She’s been crying for … 24 hours? Sure, not non-stop; she has to eat sometime, and she’s had a couple of little 20 minute naps. But otherwise crying, calming down for a minute when I do something, then crying again. Bouncing her on an exercise ball was the only thing that worked, and it’s hard to do that for hours on end. Swaddling didn’t help for very long and only when combined with the swing (but I took what I could get), and I had no luck with the pacifier. I tried various holds, and so on. Her hunger cues were not terribly clear, but I made my best guesses, and she never seemed too hungry, but would cry as soon as she was done and moved an inch.
I’m definitely feeling at my wits end, and fortunately Jason worked a short day and came home and took her. He’s had more luck with the pacifier than I have, but I don’t know that it’s going to last. Yes, half an hour of quiet is good, but I want to find out what’s wrong. I hate to rely on a pacifier, and worry that it’s going to make the breastfeeding issues worse, but we have to use what we have to use.

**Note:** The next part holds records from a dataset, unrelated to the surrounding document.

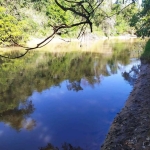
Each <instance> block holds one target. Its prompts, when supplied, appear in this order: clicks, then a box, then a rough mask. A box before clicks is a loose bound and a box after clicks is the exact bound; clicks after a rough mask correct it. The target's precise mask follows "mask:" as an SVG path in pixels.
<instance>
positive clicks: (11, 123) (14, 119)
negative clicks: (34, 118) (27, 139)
mask: <svg viewBox="0 0 150 150" xmlns="http://www.w3.org/2000/svg"><path fill="white" fill-rule="evenodd" d="M33 111H34V107H33V104H32V101H26V102H25V103H24V104H22V106H21V107H20V108H14V109H9V110H6V111H4V112H2V113H0V121H2V122H4V123H6V124H8V125H10V126H11V127H12V128H14V129H16V130H17V131H20V129H21V128H24V129H27V130H32V129H33V128H34V127H35V126H36V121H35V120H33V119H32V118H30V114H31V113H33Z"/></svg>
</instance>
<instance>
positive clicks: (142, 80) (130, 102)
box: [101, 64, 150, 150]
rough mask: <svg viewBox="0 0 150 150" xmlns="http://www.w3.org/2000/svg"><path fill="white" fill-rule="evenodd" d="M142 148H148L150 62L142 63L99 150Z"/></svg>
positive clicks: (149, 144)
mask: <svg viewBox="0 0 150 150" xmlns="http://www.w3.org/2000/svg"><path fill="white" fill-rule="evenodd" d="M142 149H144V150H150V64H142V66H141V73H140V75H139V78H138V79H137V81H136V83H135V85H134V88H133V91H132V92H131V93H130V96H129V98H128V100H127V102H126V104H125V107H124V108H123V109H122V110H121V112H120V113H118V115H117V116H116V118H115V119H114V121H113V123H112V125H111V127H110V130H109V133H108V134H107V137H106V139H105V141H104V144H103V145H102V147H101V150H142Z"/></svg>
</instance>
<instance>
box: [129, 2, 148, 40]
mask: <svg viewBox="0 0 150 150" xmlns="http://www.w3.org/2000/svg"><path fill="white" fill-rule="evenodd" d="M131 25H132V26H135V28H136V34H137V35H138V36H142V37H145V36H148V37H149V36H150V0H144V1H143V8H142V10H141V11H140V12H138V13H136V14H135V15H133V17H132V19H131Z"/></svg>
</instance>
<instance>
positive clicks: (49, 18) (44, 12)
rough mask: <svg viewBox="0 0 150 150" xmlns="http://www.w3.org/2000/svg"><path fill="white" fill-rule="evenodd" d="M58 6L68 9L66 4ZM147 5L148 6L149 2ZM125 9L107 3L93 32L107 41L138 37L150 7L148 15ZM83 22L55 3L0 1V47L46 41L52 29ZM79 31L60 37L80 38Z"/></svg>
mask: <svg viewBox="0 0 150 150" xmlns="http://www.w3.org/2000/svg"><path fill="white" fill-rule="evenodd" d="M59 2H60V3H61V4H62V5H64V6H67V3H65V1H64V0H60V1H59ZM95 2H96V1H90V0H89V3H90V5H91V6H94V5H95ZM146 2H147V4H149V0H147V1H145V3H146ZM125 5H126V4H122V3H119V2H117V1H116V3H112V1H111V0H109V1H104V2H103V3H102V4H101V5H100V6H99V7H98V9H97V10H96V11H95V13H94V15H93V16H92V17H91V20H92V22H93V28H94V31H95V32H96V33H97V34H99V35H102V36H108V37H109V36H117V35H123V34H131V35H133V34H135V33H136V31H137V29H139V28H140V26H141V24H139V23H137V22H139V20H140V19H141V18H143V16H144V17H145V14H146V13H147V11H148V10H149V9H148V8H149V7H148V6H147V5H146V4H145V6H146V7H148V8H147V11H145V9H144V10H142V9H140V8H139V6H138V5H137V4H136V3H135V4H132V5H130V6H128V7H127V8H125V9H123V8H124V7H125ZM143 6H144V5H143ZM69 7H74V5H73V3H71V2H70V4H69ZM85 8H86V9H89V6H86V5H85ZM143 8H144V7H143ZM76 9H77V8H76ZM139 9H140V10H141V11H142V14H143V16H142V15H141V12H140V13H139ZM82 19H83V18H82V17H81V16H77V15H75V14H74V13H73V12H72V11H63V10H62V9H61V8H60V7H59V6H58V5H57V4H56V3H55V1H54V0H51V1H50V0H0V44H4V45H7V44H9V43H11V42H13V43H14V42H16V43H21V44H23V43H25V42H26V41H27V40H28V38H29V37H31V36H34V37H41V36H44V37H45V36H47V35H49V34H51V32H52V30H53V28H52V26H56V25H60V24H68V25H70V24H72V23H73V22H81V21H82ZM144 19H145V18H144ZM145 20H146V19H145ZM142 21H143V20H142ZM79 29H80V27H73V28H71V30H69V29H63V30H61V32H59V33H58V34H60V35H61V36H69V37H70V36H71V37H72V36H73V37H75V36H77V35H78V34H79V32H80V31H79ZM143 32H146V31H145V30H144V31H143V30H142V31H139V32H137V33H138V35H141V33H143Z"/></svg>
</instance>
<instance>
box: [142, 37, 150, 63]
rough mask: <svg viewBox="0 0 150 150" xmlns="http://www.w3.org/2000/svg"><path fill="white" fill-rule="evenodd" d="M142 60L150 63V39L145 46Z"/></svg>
mask: <svg viewBox="0 0 150 150" xmlns="http://www.w3.org/2000/svg"><path fill="white" fill-rule="evenodd" d="M141 60H144V61H146V62H149V63H150V39H149V40H148V41H147V43H146V45H145V48H144V52H143V54H142V55H141Z"/></svg>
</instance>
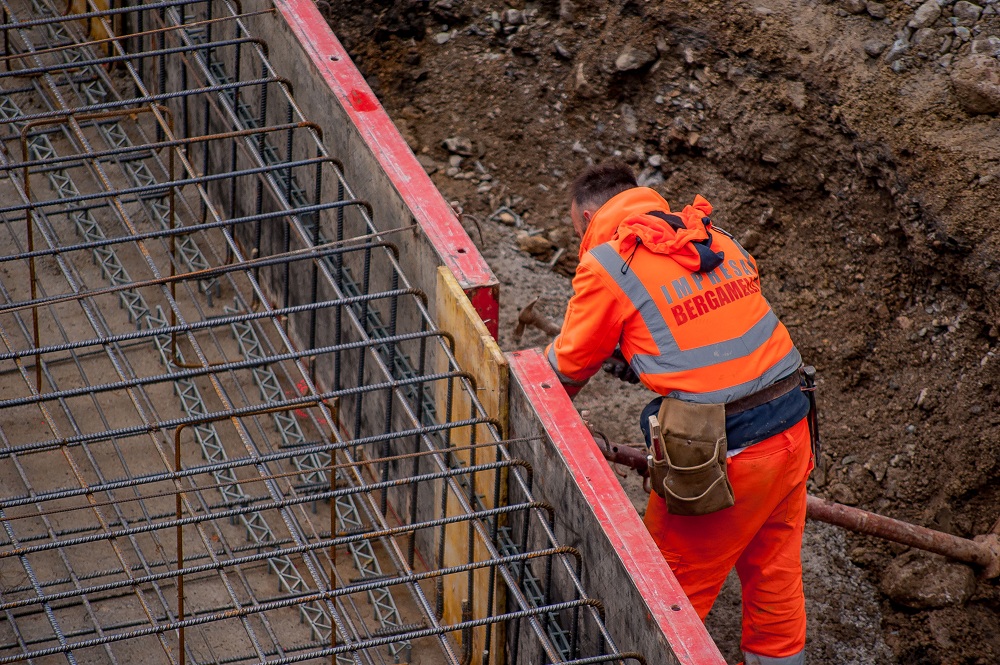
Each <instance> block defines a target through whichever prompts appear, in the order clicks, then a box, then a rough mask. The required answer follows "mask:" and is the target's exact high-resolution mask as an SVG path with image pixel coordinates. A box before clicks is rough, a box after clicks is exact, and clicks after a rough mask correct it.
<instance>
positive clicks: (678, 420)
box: [650, 397, 736, 515]
mask: <svg viewBox="0 0 1000 665" xmlns="http://www.w3.org/2000/svg"><path fill="white" fill-rule="evenodd" d="M657 420H658V424H659V430H660V432H659V433H660V436H661V440H660V442H659V443H660V444H661V446H660V451H657V450H656V448H657V446H656V445H655V444H654V455H653V459H652V464H651V466H650V478H651V480H652V485H653V488H654V489H655V491H656V493H657V494H659V495H660V496H662V497H663V498H664V499H665V500H666V502H667V511H668V512H669V513H671V514H672V515H707V514H709V513H714V512H715V511H717V510H722V509H723V508H728V507H729V506H731V505H733V504H734V503H735V502H736V500H735V497H734V496H733V486H732V485H731V484H730V483H729V478H728V477H727V475H726V450H727V446H726V409H725V405H723V404H693V403H691V402H682V401H680V400H677V399H673V398H669V397H668V398H665V399H664V400H663V404H662V405H661V406H660V412H659V416H658V418H657ZM661 451H662V457H661V455H660V454H657V453H659V452H661Z"/></svg>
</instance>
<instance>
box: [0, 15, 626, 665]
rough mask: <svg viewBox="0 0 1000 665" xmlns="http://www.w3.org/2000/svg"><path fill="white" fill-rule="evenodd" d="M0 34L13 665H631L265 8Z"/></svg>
mask: <svg viewBox="0 0 1000 665" xmlns="http://www.w3.org/2000/svg"><path fill="white" fill-rule="evenodd" d="M0 6H2V10H3V12H2V13H3V25H2V26H0V31H2V33H3V40H4V46H5V52H4V58H3V60H2V63H3V64H2V69H3V70H4V71H0V140H2V143H3V147H4V150H3V154H2V155H0V162H2V163H0V170H2V172H3V175H4V178H3V179H0V201H3V202H4V205H3V206H2V207H0V219H2V220H3V221H5V222H7V223H6V224H4V229H3V231H2V233H3V234H4V236H3V240H2V241H0V242H2V243H3V247H4V251H3V254H4V256H3V257H2V258H0V296H2V304H0V340H2V342H3V345H4V351H3V353H0V363H2V364H0V376H3V377H4V379H3V381H2V383H0V390H2V392H0V397H2V399H0V482H2V487H3V488H4V489H3V497H2V502H0V523H2V525H3V529H4V536H3V540H2V542H0V610H2V612H3V617H4V618H5V621H4V622H0V663H8V662H19V661H24V660H29V661H35V660H39V661H45V660H46V659H47V658H49V657H51V658H56V659H58V660H62V659H65V660H67V661H68V662H70V663H76V662H91V661H94V662H112V663H118V662H140V661H141V662H160V661H164V662H170V663H178V662H180V663H183V662H192V663H203V662H217V663H239V662H261V663H275V664H277V663H291V662H299V661H305V660H315V659H321V660H324V661H330V662H343V663H356V664H361V663H387V662H401V661H402V662H425V663H438V662H450V663H463V665H464V664H465V663H470V662H483V663H486V662H494V661H495V658H496V657H497V654H496V653H494V650H496V649H497V647H498V645H500V644H505V645H506V646H507V654H506V657H507V659H508V660H510V661H511V662H517V661H518V653H519V649H520V648H521V642H520V641H521V639H522V634H523V636H525V637H526V638H530V639H531V640H533V642H535V643H536V644H535V648H537V649H538V650H540V652H541V653H543V654H545V657H546V658H547V659H548V660H549V661H550V662H579V663H585V662H586V663H590V662H609V661H619V660H622V659H623V658H637V659H639V660H641V657H639V656H637V655H635V654H618V653H617V651H616V649H615V647H614V644H613V642H612V640H611V638H610V636H609V635H608V634H607V631H606V630H605V628H604V626H603V622H602V618H601V615H600V606H599V603H597V602H596V601H594V600H592V599H589V598H587V596H586V594H585V592H584V590H583V589H582V587H581V585H580V582H579V571H580V566H581V565H582V561H581V560H580V556H579V554H578V553H577V552H575V551H573V550H571V549H569V548H565V547H561V546H560V545H559V544H558V543H557V542H556V540H555V538H554V536H553V534H552V526H551V525H552V520H553V519H554V516H553V515H552V514H551V509H550V508H548V507H547V506H545V505H543V504H539V503H538V502H536V501H534V499H533V498H532V495H531V482H532V479H531V470H530V468H529V467H528V466H527V464H526V463H524V462H523V461H521V460H518V458H517V456H516V451H517V446H518V445H531V443H532V442H531V441H503V440H502V436H501V434H502V433H501V431H500V426H499V424H498V423H496V422H494V421H491V420H490V419H489V417H488V416H487V414H486V412H485V411H484V410H483V408H482V406H481V405H480V403H479V401H478V400H477V398H476V389H477V387H476V385H475V382H474V380H472V378H471V377H470V376H469V375H468V374H466V373H464V372H462V371H461V369H460V368H459V367H458V366H457V364H456V362H455V360H454V356H453V355H452V353H451V348H452V346H453V344H454V342H453V341H452V340H451V338H450V336H449V335H448V334H447V333H445V332H443V331H439V330H437V328H436V326H435V325H434V323H433V321H432V320H431V318H430V316H429V314H428V307H427V302H426V295H425V294H423V293H422V292H420V291H419V290H418V289H415V288H413V287H412V286H411V285H410V282H409V280H407V278H406V276H405V275H404V274H403V273H402V272H401V270H400V268H399V263H398V261H397V259H398V252H399V250H398V249H397V247H398V246H399V244H402V243H405V241H406V238H407V236H408V235H411V234H413V233H414V232H415V231H414V230H413V229H409V228H406V227H405V225H406V224H407V223H408V221H409V220H391V219H382V220H380V223H379V224H378V225H376V224H375V222H374V219H375V217H376V216H377V215H378V214H379V211H378V210H373V209H372V207H371V206H370V205H368V204H367V203H366V202H364V201H360V200H357V199H356V198H355V197H354V196H353V195H352V193H351V188H350V186H349V184H348V182H347V181H346V180H345V178H344V175H343V171H344V169H343V166H342V164H341V162H340V161H338V160H337V159H336V157H335V156H330V155H328V154H327V153H326V150H325V149H324V147H323V143H322V136H321V135H320V132H319V130H318V128H317V127H316V126H315V125H312V124H310V123H309V122H307V121H306V119H305V118H303V117H302V116H301V113H300V112H299V110H298V108H297V107H296V106H295V103H294V100H293V98H292V96H291V90H290V89H289V86H288V85H287V83H285V82H284V81H283V80H282V79H281V78H280V77H279V76H278V75H277V74H276V73H275V72H274V71H273V70H272V68H271V66H270V64H269V63H268V60H267V45H266V43H265V42H263V41H262V40H260V39H257V38H255V37H253V36H251V35H249V34H248V32H247V29H246V25H245V22H244V19H245V17H247V16H251V15H264V14H266V13H268V12H269V11H271V10H270V9H269V8H267V7H263V8H261V7H257V8H254V9H253V10H248V11H246V12H245V13H244V8H243V7H241V6H240V5H239V3H238V2H235V1H234V2H228V1H216V2H210V1H194V0H174V1H169V2H158V3H149V4H145V5H138V6H117V7H112V8H107V7H106V6H102V5H101V4H99V3H96V4H95V2H94V1H93V0H88V4H87V5H86V7H83V6H82V5H80V6H77V3H73V5H71V7H69V8H67V13H66V15H63V14H64V12H63V8H61V7H59V8H57V7H55V6H54V5H52V4H50V3H49V2H47V0H30V2H29V1H28V0H24V1H22V2H13V1H11V0H0ZM70 11H72V12H75V13H70ZM15 375H20V377H21V379H20V382H18V380H17V377H16V376H15ZM271 575H273V576H274V577H273V578H271V579H270V580H268V577H269V576H271ZM554 585H555V586H558V587H560V588H569V589H572V593H571V597H565V598H561V597H556V596H558V595H559V594H558V593H557V592H555V591H553V586H554ZM456 606H457V607H456ZM504 631H505V632H506V634H505V633H504ZM582 633H586V634H590V635H593V634H598V635H600V636H601V639H600V640H599V647H598V648H597V651H596V652H593V653H586V652H585V651H584V650H582V649H581V647H580V644H579V642H578V640H577V636H578V635H579V634H582ZM474 645H475V646H474ZM475 649H478V652H476V651H475Z"/></svg>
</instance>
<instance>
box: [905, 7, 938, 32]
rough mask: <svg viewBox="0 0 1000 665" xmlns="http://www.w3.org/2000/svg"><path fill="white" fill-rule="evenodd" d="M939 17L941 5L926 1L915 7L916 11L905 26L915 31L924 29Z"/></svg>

I can’t begin to describe the soul-deadening despair that sets in when NOTHING you do can get you more than enough time to eat a piece of chicken. The OT exercises are out the window, the dietary changes are being implemented, the gripe water didn’t do anything, trying having her go naked didn’t do much (10 minutes of quiet once). She’s got a pediatrician appointment tomorrow, which, at 15 hours away, seems like an eternity, and I’ve got a call in to the midwives since Friday. I don’t feel like I’m going to go insane, but I do feel like the only way to get through the day is to just go numb and automaton my way through it. It gets the job done but I feel bad at what I’m not giving her.
“Colic” gets better by four months or so. Three months of this is some kind of inhumane punishment, and I’m hoping and praying that there is something that someone can do to help us.